Concordei, mas julguei sim, a atitude. Mesquinha. Atitude de quem precisa de um tanque cheio de roupa para lavar ou um mato para carpir. Porém, apesar de tudo, percebi que sobre essas pessoas é que nos fazemos mais fortes e nos entendemos mais humanos. Sem querer, esse abominável-mesquinho-denunciador-de-homossexuais-on-line propiciou uma conversa com o padre que se fosse por mim, nunca iria acontecer.
Um tema desse não é falado pela igreja, não é discutido. É abafado. (Abafa!)
Esse foi um dos pontos altos da conversa.

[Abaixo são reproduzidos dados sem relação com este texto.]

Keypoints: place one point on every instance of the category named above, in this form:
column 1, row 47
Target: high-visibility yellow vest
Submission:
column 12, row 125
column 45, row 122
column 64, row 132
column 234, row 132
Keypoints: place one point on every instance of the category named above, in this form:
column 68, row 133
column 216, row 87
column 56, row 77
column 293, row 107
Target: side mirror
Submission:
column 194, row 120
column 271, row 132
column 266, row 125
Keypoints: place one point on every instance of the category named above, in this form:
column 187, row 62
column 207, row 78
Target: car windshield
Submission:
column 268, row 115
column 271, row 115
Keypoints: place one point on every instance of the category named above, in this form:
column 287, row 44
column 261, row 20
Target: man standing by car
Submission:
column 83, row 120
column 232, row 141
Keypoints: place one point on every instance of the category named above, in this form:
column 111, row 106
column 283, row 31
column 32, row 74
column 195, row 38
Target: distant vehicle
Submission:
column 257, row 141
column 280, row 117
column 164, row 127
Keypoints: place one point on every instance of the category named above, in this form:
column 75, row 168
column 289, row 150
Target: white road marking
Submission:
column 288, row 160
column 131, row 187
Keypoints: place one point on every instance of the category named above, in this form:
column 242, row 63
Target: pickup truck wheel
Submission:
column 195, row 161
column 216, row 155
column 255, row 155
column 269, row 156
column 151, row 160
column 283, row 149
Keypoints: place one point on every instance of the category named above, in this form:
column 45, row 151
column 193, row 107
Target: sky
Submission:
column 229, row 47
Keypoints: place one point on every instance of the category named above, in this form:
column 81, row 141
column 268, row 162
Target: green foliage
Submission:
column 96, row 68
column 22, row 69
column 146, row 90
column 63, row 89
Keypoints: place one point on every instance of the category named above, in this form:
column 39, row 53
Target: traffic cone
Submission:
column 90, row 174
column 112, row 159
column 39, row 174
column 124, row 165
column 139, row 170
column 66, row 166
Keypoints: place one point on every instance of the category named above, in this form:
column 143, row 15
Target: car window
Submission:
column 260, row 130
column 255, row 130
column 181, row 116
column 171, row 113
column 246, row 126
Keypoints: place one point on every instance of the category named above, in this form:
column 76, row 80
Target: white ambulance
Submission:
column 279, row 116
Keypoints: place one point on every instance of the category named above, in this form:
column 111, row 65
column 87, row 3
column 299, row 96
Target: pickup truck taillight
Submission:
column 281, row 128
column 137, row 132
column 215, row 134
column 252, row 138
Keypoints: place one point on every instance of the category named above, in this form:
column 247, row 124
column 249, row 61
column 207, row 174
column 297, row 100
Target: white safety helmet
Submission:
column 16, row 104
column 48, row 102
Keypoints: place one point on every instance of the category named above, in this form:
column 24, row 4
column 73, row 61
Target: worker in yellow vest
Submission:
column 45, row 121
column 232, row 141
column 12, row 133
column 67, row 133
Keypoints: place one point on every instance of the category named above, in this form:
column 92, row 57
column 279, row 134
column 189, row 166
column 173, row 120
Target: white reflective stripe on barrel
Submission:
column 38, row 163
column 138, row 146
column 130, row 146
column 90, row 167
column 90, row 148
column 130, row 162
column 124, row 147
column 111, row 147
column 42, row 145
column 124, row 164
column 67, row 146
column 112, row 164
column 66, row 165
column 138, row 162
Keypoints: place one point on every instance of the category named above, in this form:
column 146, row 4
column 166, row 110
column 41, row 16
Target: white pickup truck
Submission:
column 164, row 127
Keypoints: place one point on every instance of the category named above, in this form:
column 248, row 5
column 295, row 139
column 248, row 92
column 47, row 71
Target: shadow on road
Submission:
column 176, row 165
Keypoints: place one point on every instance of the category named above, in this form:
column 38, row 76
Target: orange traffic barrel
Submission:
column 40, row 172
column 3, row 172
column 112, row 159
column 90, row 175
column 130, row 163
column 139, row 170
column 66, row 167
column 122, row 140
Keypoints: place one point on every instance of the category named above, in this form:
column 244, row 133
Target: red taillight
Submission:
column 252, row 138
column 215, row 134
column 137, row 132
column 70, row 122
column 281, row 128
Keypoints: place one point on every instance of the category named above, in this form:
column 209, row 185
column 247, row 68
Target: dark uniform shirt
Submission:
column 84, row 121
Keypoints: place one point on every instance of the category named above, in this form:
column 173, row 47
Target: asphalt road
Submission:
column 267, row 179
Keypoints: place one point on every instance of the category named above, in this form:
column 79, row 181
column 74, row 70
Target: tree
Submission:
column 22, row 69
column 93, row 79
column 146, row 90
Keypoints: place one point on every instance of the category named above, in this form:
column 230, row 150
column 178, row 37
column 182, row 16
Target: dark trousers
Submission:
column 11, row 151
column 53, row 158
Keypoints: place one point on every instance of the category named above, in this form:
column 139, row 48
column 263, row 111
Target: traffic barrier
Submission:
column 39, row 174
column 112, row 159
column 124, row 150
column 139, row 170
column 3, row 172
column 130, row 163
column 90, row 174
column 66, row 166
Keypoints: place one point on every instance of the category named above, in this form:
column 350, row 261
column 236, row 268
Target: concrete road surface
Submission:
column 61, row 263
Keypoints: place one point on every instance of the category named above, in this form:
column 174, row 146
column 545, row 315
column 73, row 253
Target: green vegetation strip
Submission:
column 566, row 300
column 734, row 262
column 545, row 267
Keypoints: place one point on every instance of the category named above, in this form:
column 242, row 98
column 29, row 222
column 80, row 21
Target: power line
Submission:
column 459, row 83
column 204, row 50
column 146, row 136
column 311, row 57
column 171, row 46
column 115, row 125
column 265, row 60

Quando eu citei que a igreja não se pronuncia sobre a homossexualidade, quando não fala qual o caminho que gays, lésbicas e trans devem seguir quando se propõe a seguir determinada religião, também não se pode definir regras apenas baseando-se na Bíblia para atacar, queimar em praça pública ou apedrejar. Porém, o padre, me mostrou toda sua sabedoria quando ao ver esses argumentos, respondeu por si: 'Eu não sei'
Deu um suspiro e assumiu que tal tema não é apenas tabu, mas sim ignorância, no melhor sentido da palavra, de não saber mesmo, não ter argumentos para explicar (se é que tem explicação) a homossexualidade e suas vertentes. Ele podia usar de argumentos do Catecismo, dizer que é um afronte ao Criador e que há um inferno esperando pelos homem que deitam com homens e vice-versa (rs). Mas, não. Ele admitiu que a igreja é ausente nesse sentido. Percebi que estava conversando com um Homem e não com um padre fanático.
Argumentei que, enquanto a comunidade eclesiástica está nessa dúvida, muitos homossexuais estão se suicidando, impedidos de serem aceitos por um Deus, ou pela igreja propriamente dita. Lembrei de uma entrevista que fiz com Marcelo Gil, da ONG ABCD'S, que luta pelos direitos homossexuais na região do ABC Paulista,  no qual ele me contou um caso que me chocou: 'Pai e mãe quebraram as pernas da filha de 16 anos, quando descobriram que ela era lésbica.' Com as pernas quebradas, a adolescente não poderia sair de casa.
...
Sugeri que sem pré-conceitos, para que ele se informasse, para poder falar, ajudar mais e notar que há ministros, padres, bispos, agentes de pastoral homossexuais e que acreditam ser a fuga o melhor dos caminhos para essa doença sexual, que nada tem em patologia.
Lembrei de uma homilia feita por ele, logo após a liberação da União Homoafetiva do Supremo Tribunal de Justiça, no qual ele leu uma carta do Bispo de nossa diocese, direcionada mais aos héteros como um manual para o tratamento de pessoas homossexuais.
A carta, era cheia de dedos, assim como ele, o padre, estava em seu discurso no altar. Minha avaliação, sem julgamentos, era de que ele estava perdido, escolhendo palavras e sem desfecho concreto para encerrar a conversa.
- Não queria ofender ninguém, argumentou.
  Sei que não, mas mais uma vez é provado que, a igreja não sabe o que dizer.
  A conversa chegou num ponto (já faltavam dez minutos para começar a missa) que, as opiniões eram claramente adversas e jamais iríamos chegar num consenso. Ele como padre, eu como eu.
- Não concordo, porém respeito.
"...olha, um arco-íris termina na capela"
Foi o que sugeri como encerramento do papo santo.
O padre não desmistificou sua opinião. Era aquilo e pronto. Eu também.
Com algumas palavras, ele definiu que o tempo cura e responde tudo.
Terminamos a conversa. Saímos da sacristia sob olhos atentos e famintos por informações. Arrumei meu microfone e no decorrer da missa, cantei o Glória e o Entoemos, enquanto ele consagrou a hóstia e proferiu o perdão dos pecados. Na homilia desse domingo, proferiu as seguintes palavras:
- Conversando com um amigo eu disse que o tempo cura e responde perguntas que só Deus tem as respostas.
Meu amigo me cutucou com a perna e notou que ele falava de mim.Identificou-me como 'amigo' e isso já pode ser um grande começo.